But her emotion was too much for the big man's shattered nerves. As he stood just within the doorway, looking with his snowy beard and bushy white hair like some spectral, aureoled apostle, he began to cry.
CHAPTER XXXVII
Thor and Lois were glad of this interruption. They were glad of the new and exciting topic. They were glad of the family dinner at the other house, where they could be together and yet apart. Taking refuge from each other in any society they could find, they kept close to Mrs. Masterman when, after dinner, Thor's father retained his two old friends in the dining-room for the promised explanations. Later in the evening it was with an emotion like alarm that Lois heard that her parents had gone home without waiting to bear her company. Secretly she began to plan methods for stealing away alone. Her shyness of Thor was like nothing she had known in the days of courtship and marriage, or during the months in which they had been holding off from each other for scrutiny and reflection.
It was a shyness which, when they were at last side by side in the avenue, drove her to affect an over-elaboration of ease. She talked, not merely because there were so many things to say, but also for the sake of talking. She talked because he did not, because he towered above her in the moonlight, dumb, mysterious, waiting. It was that sense of his waiting that thrilled and terrified her most. It was a large waiting, patient and deep, the waiting for something predestined and inevitable that could take its time. It was like the waiting of the ocean for the streams, of sleep for the day's activities, or of death for all. It seemed to brood over her like the violet sky, and to quiver with radiance as the crisp air quivered with the moonlight. It was wide and restful and bracing. She was walking toward it, she was walking into it, as she walked over this virginal carpet of snow.
She talked with a kind of desperation—of Thor's father and mother first of all, of how good they were, each with a special variety of goodness. It was wonderful what sorrow had done for Mrs. Masterman. "I never see her now, Thor dear, without thinking of that look in Claude's face that seemed to us like dawn. I see it in her. Don't you?" Without waiting for an answer she hurried on. "And your father, Thor. He is good. No one but a good man could have been so noble toward poor old Fay, when he knows—when every one knows—no matter what was proved or wasn't proved in court—when he knows the truth." She seemed to be answering some unspoken argument on his side as she continued: "Oh yes, I remember what mamma wrote about it—about the hoodoo or the voodoo—mamma's so amusing!—but you and I have nothing to do with that, have we, Thor? We can only take what we see, and judge by what is best. And so with this wonderful new thing for papa and mamma—that they're to have some of their money back—we can't go behind it, can we? If he says it was a mistake we must accept it as that, and never, never let any other thought come into our minds. I know that papa and mamma, dear, innocent things—they are dear and innocent, you know, in spite of everything!—I know they'll only be too glad to take it in the same way."
Except for an occasional word he had hardly spoken by the time he had reached the corner of Willoughby's Lane and County Street. Lois had a renewal of the terror from which her own conversation had distracted her. The crucial minute was at hand. The door was but a few yards away. He would either go in with her—or he would go back. She hardly knew which would be the more supportable—the joy or the dismay.

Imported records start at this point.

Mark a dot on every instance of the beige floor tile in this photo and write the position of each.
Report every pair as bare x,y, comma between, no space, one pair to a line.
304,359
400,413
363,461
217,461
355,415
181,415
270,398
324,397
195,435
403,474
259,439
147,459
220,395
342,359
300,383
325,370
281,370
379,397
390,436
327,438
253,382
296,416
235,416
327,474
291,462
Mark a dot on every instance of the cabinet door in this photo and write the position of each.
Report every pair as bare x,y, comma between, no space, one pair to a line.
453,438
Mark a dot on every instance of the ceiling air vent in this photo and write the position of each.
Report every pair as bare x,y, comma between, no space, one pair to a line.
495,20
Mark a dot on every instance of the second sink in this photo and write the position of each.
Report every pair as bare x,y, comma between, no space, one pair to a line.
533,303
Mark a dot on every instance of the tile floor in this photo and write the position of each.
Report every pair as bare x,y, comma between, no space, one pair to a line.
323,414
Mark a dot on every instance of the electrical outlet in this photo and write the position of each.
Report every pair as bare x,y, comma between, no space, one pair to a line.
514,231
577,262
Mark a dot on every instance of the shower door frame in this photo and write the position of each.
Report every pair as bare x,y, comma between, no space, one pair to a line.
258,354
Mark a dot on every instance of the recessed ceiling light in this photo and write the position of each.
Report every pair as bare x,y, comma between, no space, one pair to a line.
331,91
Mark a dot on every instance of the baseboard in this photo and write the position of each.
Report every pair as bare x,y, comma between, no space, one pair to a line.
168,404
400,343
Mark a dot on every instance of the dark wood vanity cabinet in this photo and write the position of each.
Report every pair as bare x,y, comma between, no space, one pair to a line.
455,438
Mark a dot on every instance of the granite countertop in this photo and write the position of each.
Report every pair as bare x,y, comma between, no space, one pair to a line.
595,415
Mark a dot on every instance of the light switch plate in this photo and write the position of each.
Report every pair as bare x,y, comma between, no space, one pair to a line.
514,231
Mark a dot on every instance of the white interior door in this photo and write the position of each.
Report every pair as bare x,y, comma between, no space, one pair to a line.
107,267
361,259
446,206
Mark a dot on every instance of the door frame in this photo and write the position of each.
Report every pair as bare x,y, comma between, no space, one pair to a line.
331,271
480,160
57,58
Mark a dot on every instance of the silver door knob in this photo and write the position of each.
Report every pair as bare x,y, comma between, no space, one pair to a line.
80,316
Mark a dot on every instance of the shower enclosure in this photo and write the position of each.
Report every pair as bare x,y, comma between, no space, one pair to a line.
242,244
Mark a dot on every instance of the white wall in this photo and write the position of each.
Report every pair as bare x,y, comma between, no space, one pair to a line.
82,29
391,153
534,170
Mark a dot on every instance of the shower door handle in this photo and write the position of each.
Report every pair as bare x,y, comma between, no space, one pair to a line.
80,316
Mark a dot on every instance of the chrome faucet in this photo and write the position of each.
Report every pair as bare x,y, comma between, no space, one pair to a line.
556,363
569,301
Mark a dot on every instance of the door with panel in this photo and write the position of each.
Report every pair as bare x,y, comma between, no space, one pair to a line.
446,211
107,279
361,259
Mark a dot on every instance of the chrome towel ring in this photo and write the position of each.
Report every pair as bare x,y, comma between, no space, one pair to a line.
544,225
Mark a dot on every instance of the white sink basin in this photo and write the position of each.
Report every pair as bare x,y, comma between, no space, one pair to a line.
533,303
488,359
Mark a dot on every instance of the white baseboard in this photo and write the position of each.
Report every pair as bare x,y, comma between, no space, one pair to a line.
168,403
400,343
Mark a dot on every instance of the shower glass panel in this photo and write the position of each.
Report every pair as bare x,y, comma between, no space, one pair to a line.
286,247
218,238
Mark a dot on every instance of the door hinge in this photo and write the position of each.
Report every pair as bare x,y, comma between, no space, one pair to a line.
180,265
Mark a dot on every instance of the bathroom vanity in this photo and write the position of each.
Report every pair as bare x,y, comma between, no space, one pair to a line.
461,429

She caught at the first possibility of postponing both. "Oh, it's so lovely! Let us walk on a little farther. It isn't half-past nine yet. I looked at the clock as we were coming out. Papa and mamma ran off so early. Don't you adore these windless winter nights?—when the air is as if it had been distilled." She paused in the middle of the road and looked around. "What's that star, Thor—over there—the one like a great white diamond?" He told her it was Sirius, adding that its light took eight years to travel to the earth, and going on to trace with his finger the constellation of the Dog. The minute's return to the old habits took some of the feverishness from her sense of tension as they continued their walk up the hill.
Up the hill there were only two directions in which to go—along the prosaic road to Marchfield or into the quiet winter woods where masses of shadow lay interspersed with patches of white moonlight, while, on this soundless night there was not a murmur in the tree-tops. By instinct rather than intention they followed a faint, familiar path running under pines.
Lois was now speaking of the Fays. "Mrs. Fay knows. The others don't—not certainly. Rosie has brought herself round to thinking him innocent, and Matt and Jim only suspect what happened—but Mrs. Fay knows. It must be a tragic thing to spend your life with a man who's done a thing like that. Poor soul! We must do what we can to help her, mustn't we?"